Some other random thoughts :
* We often saw Mother's carrying small children wearing pants with a large slit that ran from the crotch up the back. Most Chinese kids don't grow up wearing diapers but instead wear these pants which give them more freedom especially in the chinese toilets which are generally two footpads and a hole in the ground. Kate's reaction when I pointed this out to her was "Yuch" and then I reminded her that when I first picked her up, she too was wearing pants just like that. And yes, of course, I still have pants. And the shirt and her shoes.

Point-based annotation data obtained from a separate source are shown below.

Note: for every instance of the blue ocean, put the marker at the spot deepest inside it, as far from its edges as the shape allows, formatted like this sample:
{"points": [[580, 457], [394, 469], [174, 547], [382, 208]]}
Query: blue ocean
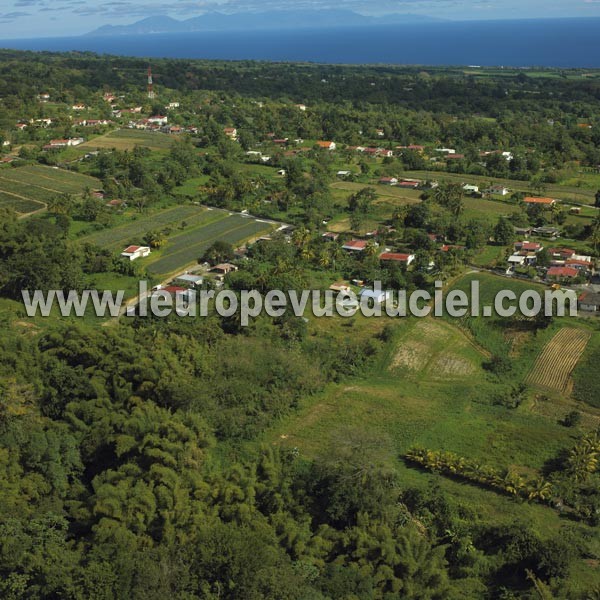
{"points": [[525, 43]]}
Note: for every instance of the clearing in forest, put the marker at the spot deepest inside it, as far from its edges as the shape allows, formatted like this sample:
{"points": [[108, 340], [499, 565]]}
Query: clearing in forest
{"points": [[558, 359]]}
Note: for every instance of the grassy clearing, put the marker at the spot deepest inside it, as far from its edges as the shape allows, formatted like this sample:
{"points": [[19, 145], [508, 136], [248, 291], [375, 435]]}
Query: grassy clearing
{"points": [[30, 188], [190, 187], [417, 403], [18, 203], [128, 139], [184, 249], [572, 193], [138, 225]]}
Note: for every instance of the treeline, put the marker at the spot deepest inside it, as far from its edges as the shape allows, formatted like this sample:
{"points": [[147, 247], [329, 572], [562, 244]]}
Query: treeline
{"points": [[570, 483]]}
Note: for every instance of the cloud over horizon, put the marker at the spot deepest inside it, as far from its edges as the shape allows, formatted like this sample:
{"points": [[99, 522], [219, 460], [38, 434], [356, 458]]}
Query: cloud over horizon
{"points": [[30, 18]]}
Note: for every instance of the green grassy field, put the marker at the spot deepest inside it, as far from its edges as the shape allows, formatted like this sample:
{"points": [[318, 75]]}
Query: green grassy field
{"points": [[128, 139], [186, 248], [569, 192], [430, 389], [136, 226], [27, 189]]}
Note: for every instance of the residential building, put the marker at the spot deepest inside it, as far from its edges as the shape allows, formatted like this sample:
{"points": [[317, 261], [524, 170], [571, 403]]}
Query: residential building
{"points": [[135, 252]]}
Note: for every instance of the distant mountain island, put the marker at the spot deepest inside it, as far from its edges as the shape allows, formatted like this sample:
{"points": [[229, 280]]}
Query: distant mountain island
{"points": [[283, 19]]}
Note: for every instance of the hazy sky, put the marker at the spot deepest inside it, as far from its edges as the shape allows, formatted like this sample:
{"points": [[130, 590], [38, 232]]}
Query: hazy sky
{"points": [[46, 18]]}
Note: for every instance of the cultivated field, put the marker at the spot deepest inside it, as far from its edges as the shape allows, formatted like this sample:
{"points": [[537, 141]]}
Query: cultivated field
{"points": [[436, 350], [28, 189], [571, 193], [133, 231], [559, 358], [187, 247], [128, 139]]}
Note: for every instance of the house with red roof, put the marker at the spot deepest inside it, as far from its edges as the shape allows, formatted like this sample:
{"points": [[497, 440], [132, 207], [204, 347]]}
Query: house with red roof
{"points": [[561, 253], [539, 201], [355, 245], [589, 301], [411, 184], [526, 246], [135, 252], [326, 145], [562, 273], [158, 120], [398, 257]]}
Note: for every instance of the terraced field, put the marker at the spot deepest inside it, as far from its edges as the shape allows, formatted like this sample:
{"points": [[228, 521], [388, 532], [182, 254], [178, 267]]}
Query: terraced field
{"points": [[558, 359], [187, 247], [128, 139], [30, 188]]}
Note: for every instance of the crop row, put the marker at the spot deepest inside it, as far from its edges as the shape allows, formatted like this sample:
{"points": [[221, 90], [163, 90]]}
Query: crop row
{"points": [[27, 190], [19, 204], [61, 180], [186, 251], [133, 232], [555, 364]]}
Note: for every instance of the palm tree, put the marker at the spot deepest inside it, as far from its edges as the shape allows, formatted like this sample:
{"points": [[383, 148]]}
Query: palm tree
{"points": [[335, 253], [596, 233], [324, 259], [371, 248], [540, 489], [300, 237]]}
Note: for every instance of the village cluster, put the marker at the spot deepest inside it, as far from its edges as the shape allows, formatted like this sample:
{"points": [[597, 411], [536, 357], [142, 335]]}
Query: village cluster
{"points": [[549, 262]]}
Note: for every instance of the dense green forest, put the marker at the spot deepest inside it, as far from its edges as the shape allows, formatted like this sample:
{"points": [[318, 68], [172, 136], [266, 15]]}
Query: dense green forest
{"points": [[152, 458]]}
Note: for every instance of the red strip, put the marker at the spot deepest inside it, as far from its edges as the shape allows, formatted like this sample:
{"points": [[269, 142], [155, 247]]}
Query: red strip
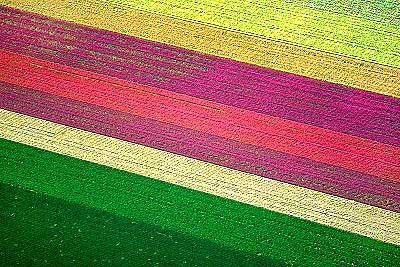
{"points": [[241, 125]]}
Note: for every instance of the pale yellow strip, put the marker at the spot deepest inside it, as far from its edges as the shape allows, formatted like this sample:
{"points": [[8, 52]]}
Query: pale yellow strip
{"points": [[216, 41], [198, 175]]}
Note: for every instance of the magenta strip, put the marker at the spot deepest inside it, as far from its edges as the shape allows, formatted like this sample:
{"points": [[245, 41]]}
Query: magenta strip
{"points": [[252, 159]]}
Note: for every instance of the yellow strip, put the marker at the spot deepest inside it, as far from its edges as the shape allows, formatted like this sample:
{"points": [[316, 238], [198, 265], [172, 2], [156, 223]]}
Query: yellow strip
{"points": [[202, 176], [216, 41], [278, 19]]}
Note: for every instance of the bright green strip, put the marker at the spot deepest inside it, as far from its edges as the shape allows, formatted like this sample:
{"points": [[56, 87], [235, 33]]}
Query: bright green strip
{"points": [[241, 227], [387, 11], [37, 229], [279, 20]]}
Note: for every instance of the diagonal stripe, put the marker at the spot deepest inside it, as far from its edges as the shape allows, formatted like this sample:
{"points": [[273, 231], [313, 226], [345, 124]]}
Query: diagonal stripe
{"points": [[270, 194], [322, 104], [228, 122], [244, 228], [221, 151], [238, 46]]}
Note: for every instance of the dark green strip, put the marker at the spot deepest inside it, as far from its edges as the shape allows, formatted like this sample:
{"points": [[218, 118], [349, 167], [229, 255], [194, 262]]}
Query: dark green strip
{"points": [[241, 227], [36, 229]]}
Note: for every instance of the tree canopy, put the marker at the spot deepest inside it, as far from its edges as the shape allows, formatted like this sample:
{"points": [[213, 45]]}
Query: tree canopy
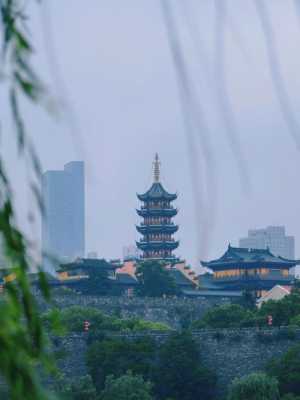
{"points": [[256, 386], [126, 387], [155, 280]]}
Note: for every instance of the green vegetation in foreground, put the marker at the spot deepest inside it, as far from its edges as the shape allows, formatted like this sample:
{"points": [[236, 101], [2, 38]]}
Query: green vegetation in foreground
{"points": [[173, 368], [155, 280], [256, 386]]}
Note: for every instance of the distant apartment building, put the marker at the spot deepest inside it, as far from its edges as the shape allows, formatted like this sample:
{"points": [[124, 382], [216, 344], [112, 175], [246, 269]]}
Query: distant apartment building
{"points": [[272, 237], [63, 224], [131, 252]]}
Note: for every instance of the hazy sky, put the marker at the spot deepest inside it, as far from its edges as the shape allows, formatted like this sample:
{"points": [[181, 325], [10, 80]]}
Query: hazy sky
{"points": [[110, 61]]}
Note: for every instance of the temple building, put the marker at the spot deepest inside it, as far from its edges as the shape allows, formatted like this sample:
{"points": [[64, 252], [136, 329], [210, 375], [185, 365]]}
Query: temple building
{"points": [[256, 270], [157, 226]]}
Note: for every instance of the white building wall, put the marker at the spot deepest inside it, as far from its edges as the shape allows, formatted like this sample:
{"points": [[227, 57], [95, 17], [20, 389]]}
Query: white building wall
{"points": [[273, 237]]}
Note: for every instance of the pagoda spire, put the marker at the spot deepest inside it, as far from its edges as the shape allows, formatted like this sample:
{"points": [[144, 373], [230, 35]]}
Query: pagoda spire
{"points": [[156, 168], [157, 227]]}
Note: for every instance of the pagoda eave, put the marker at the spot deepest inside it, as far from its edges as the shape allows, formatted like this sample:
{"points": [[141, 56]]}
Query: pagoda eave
{"points": [[247, 265], [147, 229], [165, 212], [157, 245]]}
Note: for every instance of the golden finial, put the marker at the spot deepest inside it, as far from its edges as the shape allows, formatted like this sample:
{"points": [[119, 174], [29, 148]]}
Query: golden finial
{"points": [[156, 168]]}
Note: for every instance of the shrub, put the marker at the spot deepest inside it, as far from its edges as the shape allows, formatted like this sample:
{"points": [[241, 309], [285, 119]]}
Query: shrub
{"points": [[126, 387], [256, 386]]}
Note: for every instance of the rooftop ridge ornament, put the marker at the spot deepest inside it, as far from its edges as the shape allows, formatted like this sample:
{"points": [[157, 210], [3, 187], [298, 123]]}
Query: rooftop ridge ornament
{"points": [[156, 168]]}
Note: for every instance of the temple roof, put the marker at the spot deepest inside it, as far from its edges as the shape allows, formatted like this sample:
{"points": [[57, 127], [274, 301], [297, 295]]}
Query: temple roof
{"points": [[157, 192], [243, 255], [166, 228], [157, 245], [161, 212]]}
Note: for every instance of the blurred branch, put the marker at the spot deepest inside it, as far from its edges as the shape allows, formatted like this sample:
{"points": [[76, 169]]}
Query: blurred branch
{"points": [[195, 128], [276, 74]]}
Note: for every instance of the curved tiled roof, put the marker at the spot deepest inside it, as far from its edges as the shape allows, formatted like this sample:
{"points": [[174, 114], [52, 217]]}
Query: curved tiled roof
{"points": [[157, 192], [245, 255]]}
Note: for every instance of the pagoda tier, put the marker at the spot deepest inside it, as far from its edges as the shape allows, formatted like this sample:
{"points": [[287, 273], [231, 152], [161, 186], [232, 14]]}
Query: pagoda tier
{"points": [[166, 228], [157, 212], [157, 245], [157, 227]]}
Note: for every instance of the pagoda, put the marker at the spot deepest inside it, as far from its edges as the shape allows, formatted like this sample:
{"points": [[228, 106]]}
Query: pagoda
{"points": [[157, 227]]}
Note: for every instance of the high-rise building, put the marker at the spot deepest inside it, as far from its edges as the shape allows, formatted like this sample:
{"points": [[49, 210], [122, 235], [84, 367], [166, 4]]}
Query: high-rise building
{"points": [[157, 227], [63, 224], [272, 237]]}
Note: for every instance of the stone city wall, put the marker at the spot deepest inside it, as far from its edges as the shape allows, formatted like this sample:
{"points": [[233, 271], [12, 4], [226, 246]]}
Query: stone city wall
{"points": [[175, 312], [230, 353]]}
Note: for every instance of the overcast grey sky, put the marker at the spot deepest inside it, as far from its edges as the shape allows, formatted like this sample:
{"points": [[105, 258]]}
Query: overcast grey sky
{"points": [[118, 75]]}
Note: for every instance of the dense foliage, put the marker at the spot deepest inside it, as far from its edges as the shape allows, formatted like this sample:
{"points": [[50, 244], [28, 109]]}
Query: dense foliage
{"points": [[287, 371], [256, 386], [21, 335], [173, 368], [126, 387], [117, 356], [155, 280], [179, 374]]}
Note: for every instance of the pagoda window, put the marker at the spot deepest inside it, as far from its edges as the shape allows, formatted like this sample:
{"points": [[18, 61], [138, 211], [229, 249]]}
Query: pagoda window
{"points": [[264, 271]]}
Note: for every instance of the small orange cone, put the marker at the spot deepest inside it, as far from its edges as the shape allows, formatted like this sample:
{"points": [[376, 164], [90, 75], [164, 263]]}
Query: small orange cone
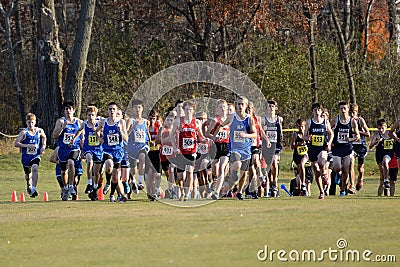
{"points": [[100, 195], [22, 197], [14, 196], [45, 197]]}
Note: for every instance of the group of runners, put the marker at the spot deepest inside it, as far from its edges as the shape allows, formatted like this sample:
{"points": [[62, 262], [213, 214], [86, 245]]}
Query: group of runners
{"points": [[232, 153]]}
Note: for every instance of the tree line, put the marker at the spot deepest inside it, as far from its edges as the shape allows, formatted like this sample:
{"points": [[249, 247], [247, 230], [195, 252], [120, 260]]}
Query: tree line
{"points": [[297, 52]]}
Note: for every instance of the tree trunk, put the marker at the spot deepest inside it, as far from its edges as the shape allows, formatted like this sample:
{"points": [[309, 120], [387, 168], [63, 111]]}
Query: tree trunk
{"points": [[13, 65], [394, 27], [344, 41], [366, 34], [77, 67], [50, 61]]}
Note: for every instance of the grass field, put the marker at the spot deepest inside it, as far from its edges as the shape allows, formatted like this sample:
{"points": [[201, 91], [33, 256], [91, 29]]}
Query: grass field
{"points": [[222, 233]]}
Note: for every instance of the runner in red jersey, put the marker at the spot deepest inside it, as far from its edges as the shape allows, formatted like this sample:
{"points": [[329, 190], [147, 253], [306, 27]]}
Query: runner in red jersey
{"points": [[189, 132]]}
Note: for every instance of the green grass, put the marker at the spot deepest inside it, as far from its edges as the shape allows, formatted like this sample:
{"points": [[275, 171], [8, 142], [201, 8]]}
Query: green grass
{"points": [[226, 232]]}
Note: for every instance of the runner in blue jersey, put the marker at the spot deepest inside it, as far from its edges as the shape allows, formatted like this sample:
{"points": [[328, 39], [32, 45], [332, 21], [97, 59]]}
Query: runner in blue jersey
{"points": [[242, 129], [272, 126], [138, 144], [383, 154], [112, 132], [32, 141], [319, 134], [92, 151], [345, 132], [360, 147], [394, 133], [68, 152]]}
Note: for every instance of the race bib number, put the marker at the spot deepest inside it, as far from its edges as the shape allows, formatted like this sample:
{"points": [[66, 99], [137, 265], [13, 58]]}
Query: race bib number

* There is tremendous reverence for uniforms and many people in China who deal with the public wear them. Whether it's the same red t-shirt that all the waiters in the dumpling restaurant wear, or the spit n polish uniform of the toll takers, subway workers, airline workers, Museum guides, there is a great love for uniformity. You often see large tour groups,this was especially true on the Great Wall, where everybody wears the same red or orange baseball cap.
* There were 5 families from all over the US on this trip and out of 20 people, 10 were children and 10 were adults. And out of that number, 5 girls had been adopted from China. At the adult table we talked several times about the cirumstances that had brought us together and wondered if the time period from 1993 to 2007 would be considered an aberration in Chinese history. During the last year, China drastically changed the requirements for international adoptions which has made the wait time increase from nine montyhs that I waited to be assigned Kate to up to 3 years. Some of these changes include totally excluding single parents, requiring a hefty minimum income, mandating that adoptive parents not be overweight, or sick, etc. Perhaps these changes were part of a public relations campaign to better position China as an economic powerhouse in preparation for international media attention during the Olympics this summer, and perhaps this reflects the ability for the Chinese to adopt domestically.
I'm just waiting for the historical revisionism to begin.